1. Ensure that nums1 is the smaller array. If not, swap nums1 and nums2.
2. Initialize low and high variables for binary search on the smaller array nums1. The binary search is performed on the smaller array because it allows for determining the partition point in logarithmic time complexity.
3. Use binary search to find a partition point (partitionX) in the smaller array nums1. The partition point is chosen such that the number of elements on the left side of the combined arrays is equal to the number of elements on the right side.
4. Calculate the corresponding partition point in the larger array nums2 (partitionY).
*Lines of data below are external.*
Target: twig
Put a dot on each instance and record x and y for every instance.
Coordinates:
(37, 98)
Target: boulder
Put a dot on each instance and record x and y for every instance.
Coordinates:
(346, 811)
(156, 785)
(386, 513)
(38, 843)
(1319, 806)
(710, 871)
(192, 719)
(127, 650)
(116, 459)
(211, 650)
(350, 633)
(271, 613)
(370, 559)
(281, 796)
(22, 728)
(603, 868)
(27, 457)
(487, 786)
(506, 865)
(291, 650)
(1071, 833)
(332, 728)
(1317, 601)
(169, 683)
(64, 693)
The total number of elements on the left side is (x + y + 1) / 2 - partitionX, where x and y are the lengths of nums1 and nums2, respectively.
5. Determine the elements on both sides of the partition in both arrays (maxX, maxY, minX, and minY).
6. Check if the current partition is valid, i.e., maxX is less than or equal to minY and maxY is less than or equal to minX.
7. If the partition is valid, calculate the median based on whether the total number of elements is even or odd.
8. If the partition is not valid, adjust the search range based on whether maxX is greater than minY or maxY is greater than minX.
9. Repeat the process until a valid partition is found.
10. If no valid partition is found, throw an IllegalArgumentException indicating that the input arrays are not sorted.